A man who said yes and stayed true

A faithful servant of the Church, that sounds like the perfect caption for the life of Johann Rissik Kitching, who was responsible for the fate of the New Apostolic Church in Southern Africa for many years. Who was this man? Let us take a look back in honour of his 100th birthday.

Johann Rissik Kitching was born in Knysna, South Africa on 29 November 1920. The city of his birth is located on the Garden Route in Western Cape province. Yet as tranquil and as popular with tourists as the region may be, the living conditions can also be difficult when the bare necessities are lacking. In any case, young Rissik came from a rather poor background. His father worked as a plantation labourer, and the demands of his five other siblings were all the family could handle. Not that the later District Apostle would have complained about this. Quite the contrary, it was in his childhood that he learned some things that would come to distinguish him throughout his entire life, namely understanding for the concerns and worries of his neighbour, and the sense of well-being that derives from being part of a larger community.
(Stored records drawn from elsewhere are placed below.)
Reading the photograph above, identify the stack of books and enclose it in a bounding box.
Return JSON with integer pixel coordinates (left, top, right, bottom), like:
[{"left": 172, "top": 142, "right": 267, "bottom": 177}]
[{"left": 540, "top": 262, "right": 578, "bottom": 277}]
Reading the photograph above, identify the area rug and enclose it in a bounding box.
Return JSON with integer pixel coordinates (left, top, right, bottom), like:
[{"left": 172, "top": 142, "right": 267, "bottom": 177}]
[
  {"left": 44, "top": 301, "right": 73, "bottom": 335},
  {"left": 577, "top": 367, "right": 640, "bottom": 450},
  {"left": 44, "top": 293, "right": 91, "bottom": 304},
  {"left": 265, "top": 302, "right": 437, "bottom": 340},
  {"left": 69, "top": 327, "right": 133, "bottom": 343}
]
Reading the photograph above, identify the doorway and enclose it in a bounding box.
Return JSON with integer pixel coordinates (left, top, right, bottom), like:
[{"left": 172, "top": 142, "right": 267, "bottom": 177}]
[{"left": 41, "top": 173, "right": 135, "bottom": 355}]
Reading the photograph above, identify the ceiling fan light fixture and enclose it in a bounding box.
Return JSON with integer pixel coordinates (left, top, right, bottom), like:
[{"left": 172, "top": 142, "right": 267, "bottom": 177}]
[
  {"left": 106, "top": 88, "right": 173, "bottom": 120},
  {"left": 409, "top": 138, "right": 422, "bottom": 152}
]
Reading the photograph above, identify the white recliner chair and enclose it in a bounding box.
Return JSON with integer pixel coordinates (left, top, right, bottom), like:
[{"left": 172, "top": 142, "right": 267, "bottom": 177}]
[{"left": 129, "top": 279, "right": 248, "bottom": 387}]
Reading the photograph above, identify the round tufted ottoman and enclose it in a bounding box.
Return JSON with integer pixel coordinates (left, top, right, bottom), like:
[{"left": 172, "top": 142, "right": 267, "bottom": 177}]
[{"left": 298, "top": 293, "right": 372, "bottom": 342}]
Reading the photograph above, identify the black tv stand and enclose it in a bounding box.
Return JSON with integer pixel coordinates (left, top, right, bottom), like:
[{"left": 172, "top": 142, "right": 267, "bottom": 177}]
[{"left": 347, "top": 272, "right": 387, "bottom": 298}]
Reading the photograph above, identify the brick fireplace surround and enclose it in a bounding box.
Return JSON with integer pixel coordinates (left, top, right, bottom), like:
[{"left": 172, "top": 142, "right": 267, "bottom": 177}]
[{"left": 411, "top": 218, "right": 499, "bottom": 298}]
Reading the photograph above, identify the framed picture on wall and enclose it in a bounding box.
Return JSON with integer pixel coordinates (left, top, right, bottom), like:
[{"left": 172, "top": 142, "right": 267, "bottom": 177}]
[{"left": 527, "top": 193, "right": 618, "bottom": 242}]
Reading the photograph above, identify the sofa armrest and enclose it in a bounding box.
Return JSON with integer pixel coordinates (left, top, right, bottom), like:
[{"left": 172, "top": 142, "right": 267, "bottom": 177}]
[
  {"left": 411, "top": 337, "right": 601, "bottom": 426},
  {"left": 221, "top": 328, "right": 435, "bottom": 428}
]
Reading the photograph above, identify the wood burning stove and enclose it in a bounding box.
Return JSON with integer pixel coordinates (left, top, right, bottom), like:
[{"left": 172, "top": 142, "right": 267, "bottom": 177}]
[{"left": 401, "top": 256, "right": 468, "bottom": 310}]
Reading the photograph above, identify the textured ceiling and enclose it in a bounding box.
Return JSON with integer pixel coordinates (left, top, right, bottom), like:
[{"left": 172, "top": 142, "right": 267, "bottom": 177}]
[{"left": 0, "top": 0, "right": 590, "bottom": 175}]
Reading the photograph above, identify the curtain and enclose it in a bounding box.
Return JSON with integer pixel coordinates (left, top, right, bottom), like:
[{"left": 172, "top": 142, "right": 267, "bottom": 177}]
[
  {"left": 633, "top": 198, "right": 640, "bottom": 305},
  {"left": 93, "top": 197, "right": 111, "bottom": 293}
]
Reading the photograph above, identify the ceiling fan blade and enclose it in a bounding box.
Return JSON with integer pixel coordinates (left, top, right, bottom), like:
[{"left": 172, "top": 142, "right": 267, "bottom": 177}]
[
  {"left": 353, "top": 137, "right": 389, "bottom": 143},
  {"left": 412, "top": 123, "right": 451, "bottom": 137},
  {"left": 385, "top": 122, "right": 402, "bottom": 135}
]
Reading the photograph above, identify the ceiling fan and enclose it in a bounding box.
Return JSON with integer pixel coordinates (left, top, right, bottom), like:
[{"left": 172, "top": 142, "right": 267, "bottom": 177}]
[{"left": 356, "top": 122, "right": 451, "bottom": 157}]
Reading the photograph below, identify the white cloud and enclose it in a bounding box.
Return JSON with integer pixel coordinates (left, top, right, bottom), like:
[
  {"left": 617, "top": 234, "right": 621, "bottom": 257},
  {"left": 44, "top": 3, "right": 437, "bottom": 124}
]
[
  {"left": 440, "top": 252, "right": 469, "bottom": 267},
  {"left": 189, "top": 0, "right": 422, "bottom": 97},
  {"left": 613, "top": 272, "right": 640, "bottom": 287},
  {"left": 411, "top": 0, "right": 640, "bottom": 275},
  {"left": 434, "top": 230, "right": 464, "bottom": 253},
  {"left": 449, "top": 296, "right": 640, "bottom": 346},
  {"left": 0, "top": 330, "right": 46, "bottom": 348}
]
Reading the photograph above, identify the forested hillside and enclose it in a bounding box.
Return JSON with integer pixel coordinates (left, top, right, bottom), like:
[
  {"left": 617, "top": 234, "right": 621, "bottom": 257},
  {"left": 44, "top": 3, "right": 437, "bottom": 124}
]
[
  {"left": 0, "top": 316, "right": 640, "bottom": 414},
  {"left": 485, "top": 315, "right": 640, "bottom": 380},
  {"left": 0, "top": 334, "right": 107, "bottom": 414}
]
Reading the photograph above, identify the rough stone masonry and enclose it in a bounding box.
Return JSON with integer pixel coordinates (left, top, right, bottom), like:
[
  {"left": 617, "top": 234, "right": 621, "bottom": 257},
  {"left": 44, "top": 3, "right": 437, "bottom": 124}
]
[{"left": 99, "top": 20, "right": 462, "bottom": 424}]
Thinking for a family is also something that can be easily applied to community life in the Church.

Dramatic experiences

Johann Rissik Kitching was fourteen years of age when he and his family joined the New Apostolic Church. The then Apostle Heinrich Franz Schlaphoff sealed him in the year 1934. This divine service must have been a dramatic event for the family, because it was on the self-same occasion that his father was ordained a Priest. This meant that, in addition to his professional and family obligations, he would from then on also work in the Church. It was a good thing the distances would not be too taxing at least! This was because the divine services in the small congregation of Malmesbury, a city north of Cape Town to which the family had moved in the meantime, would from then on take place in the home of the Family Kitching.

Responsibility comes knocking

Like father, like son. Eventually, responsibility also came to knock on the door of the 22-year-old Rissik. In 1942, the son followed in the footsteps of his father and likewise received the Priest ministry. This led to the emergence of a kind of New Apostolic “line of blessing” that has both a before and an after: before him the father, after him his son. It was in that same year that the young Rissik married his wife Aletta. Their son—likewise baptised with the name Johann Rissik—also came to succeed his father in leading the Church 38 years later, namely as District Apostle in the District Church of South East Africa, which was based in Johannesburg.

Sunday, 16 August 1964 was a day set aside for higher ordinations: in Dortmund, Bishop Johann Rissik Kitching received the Apostle ministry at the hands of Chief Apostle Walter Schmidt. And this would not be his only trip to Dortmund. Ten years later, on 13 October 1974, the Apostle was ordained a District Apostle for the District Church of the Transvaal, as it was known at the time. This incorporated both pastoral and administrative responsibility over the countries and homelands then known as Bophuthatswana, Lesotho, Mozambique, Swaziland, Transkei, and Venda. The region was home to many different ethnic groups, with just as many languages, cultures, and traditions. He was able to serve in this capacity for 14 years—until 2 October 1988. His retirement, which was performed on Thanksgiving Sunday by Chief Apostle Richard Fehr, took place in Rembrandt Hall in the South African capital of Pretoria.

A man who served faithfully and led the Church securely

As a senior he was granted only six years of retirement: six months before his 74th birthday, on 18 July 1994, District Apostle J. R. Kitching suffered a stroke which led to his death. Four days later, the then District Apostle Klaus Saur conducted his funeral in the Dinwiddie church in the presence of District Apostles Ernst H. Graf and Duncan B. Mfune, along with several other South African Apostles. The Bible text from 2 Timothy 4: 7–8, which he used on this occasion, was a fitting epitaph for the life of the departed District Apostle: “I have fought the good fight, I have finished the race, I have kept the faith. Finally, there is laid up for me the crown of righteousness, which the Lord, the righteous Judge, will give to me on that Day, and not to me only but also to all who have loved his appearing.”

Richard Fehr, the incumbent Chief Apostle at the time, described him in his obituary as a man who was closely connected with the Chief Apostle. He wrote that the District Apostle had served faithfully, given his best, and diligently preserved the purity of the doctrine of Jesus. “He was a striking personage of faith, who radiated calm and security, whose service not only brought happiness to the souls entrusted to his care but also provided them with sure leadership.”

Final thoughts

In his last sermon in 1988, District Apostle Kitching stated: “What a great and unique reward awaits us for the little that we do here! And it is quite consciously that I say: ‘the little’. After all, what are 17 years in the district of the Transvaal? What are 50 or 60 years on this earth in comparison with eternity? … I want to be worthy on the day of the Lord, and it is also my wish that you may be worthy too, so that we can then dwell forever in the Father’s house.”

It was in a youth service in July 1981 that he uttered a sentence that has been passed down to this day: “Dear young people, how does a fruit ripen out? From the inside out, not from the outside in.”